CISL. 20 febbraio 2015 – “E’ un primo intervento solo parziale. Avremmo voluto un atteggiamento più coraggioso del Governo sulla effettiva abolizione delle forme di precarietà dei giovani“.
E’ quanto sottolinea il Segretario Generale della Cisl, Annamaria Furlan commentando a caldo l’approvazione da parte del Cdm dei decreti attuativi del Jobs act. “E’ chiaro che bisognerà leggere attentamente i testi prima di dare un giudizio completo sui provvedimenti del Governo. Ma l’esultanza del Presidente del Consiglio è assolutamente ingiustificata perché con queste norme cambierà poco e niente. Da un lato, si sceglie positivamente di incentivare il contratto a tempo indeterminato, dall’altro si inserisce la norma sui licenziamenti collettivi che sia le commissioni parlamentari, sia il sindacato avevano in più occasioni criticato in maniera dettagliata.
E’ certamente un fatto importante che si sia lasciato il reintegro per i licenziamenti discriminatori e disciplinari, come aveva chiesto ripetutamente la Cisl in questi mesi. Così come è importante aver cancellato dalle tipologie contrattuali gli associati in partecipazione. Ma per il resto non c’è ancora la svolta che la Cisl auspicava sulla effettiva cancellazione delle altre forme di precarietà selvaggia, sottopagate e senza tutele che sono proliferate in questi anni nel mondo del lavoro. La Cisl, per quanto ci riguarda, continuerà a battersi per affidare le materie del lavoro alla contrattazione, che è oggi lo strumento più efficace per favorire gli investimenti, la produttività, le riorganizzazioni aziendali e garantire l’ingresso stabile dei giovani nel mondo del lavoro. Non permetteremo a nessuno di mettere in discussione diritti consolidati dei lavoratori che oggi vengono messi a rischio dalle norme sui licenziamenti collettivi”.
BARBAGALLO: IN MATERIA DI LAVORO IL GOVERNO NON VA NELLA DIREZIONE GIUSTA
Per quanto riguarda poi le collaborazioni fonti di precarietà, non è ancora chiaro se davvero spariranno o se ce le ritroveremo sotto altre forme.
Inoltre, resta il fatto che si daranno decontribuzione e riduzione dell’Irap sino a 36 mesi senza che per le imprese ci siano vincoli o paletti sul fronte della stabilizzazione delle assunzioni.

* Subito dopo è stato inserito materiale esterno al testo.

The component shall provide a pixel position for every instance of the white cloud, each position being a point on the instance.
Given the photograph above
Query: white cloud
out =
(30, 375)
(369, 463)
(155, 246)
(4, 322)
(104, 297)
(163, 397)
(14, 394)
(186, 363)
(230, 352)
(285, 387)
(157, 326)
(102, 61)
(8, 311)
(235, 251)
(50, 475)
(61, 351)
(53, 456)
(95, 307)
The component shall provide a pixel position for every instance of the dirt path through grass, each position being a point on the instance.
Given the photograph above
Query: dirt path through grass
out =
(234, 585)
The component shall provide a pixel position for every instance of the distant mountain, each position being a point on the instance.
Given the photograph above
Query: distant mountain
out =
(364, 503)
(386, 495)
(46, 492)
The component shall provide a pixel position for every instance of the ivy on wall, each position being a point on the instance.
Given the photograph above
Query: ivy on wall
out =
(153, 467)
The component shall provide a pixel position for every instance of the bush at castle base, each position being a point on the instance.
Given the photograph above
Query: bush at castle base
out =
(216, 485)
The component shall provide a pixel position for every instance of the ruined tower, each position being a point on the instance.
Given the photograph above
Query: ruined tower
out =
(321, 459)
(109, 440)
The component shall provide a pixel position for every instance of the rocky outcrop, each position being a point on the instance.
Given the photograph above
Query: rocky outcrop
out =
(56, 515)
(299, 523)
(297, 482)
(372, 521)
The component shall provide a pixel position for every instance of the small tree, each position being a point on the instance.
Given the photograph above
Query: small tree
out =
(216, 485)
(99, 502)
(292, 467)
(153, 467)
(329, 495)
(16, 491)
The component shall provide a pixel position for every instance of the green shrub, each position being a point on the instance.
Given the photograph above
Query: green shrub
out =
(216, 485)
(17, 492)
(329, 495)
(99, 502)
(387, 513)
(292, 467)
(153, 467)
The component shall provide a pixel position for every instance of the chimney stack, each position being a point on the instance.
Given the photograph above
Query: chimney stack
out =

In sostanza, non si sarebbe dovuto perdere tutto questo tempo semplicemente per favorire i licenziamenti, compresi quelli collettivi, pensando che questa fosse la soluzione per l’economia del Paese.
Il Governo sbaglia se ritiene di attivare la ripresa economica e l’occupazione con i decreti legge. Così non si cambia verso.
È necessario restituire potere d’acquisto ai lavoratori, rinnovando i contratti, e realizzare investimenti pubblici e privati: queste sono le due strade da seguire.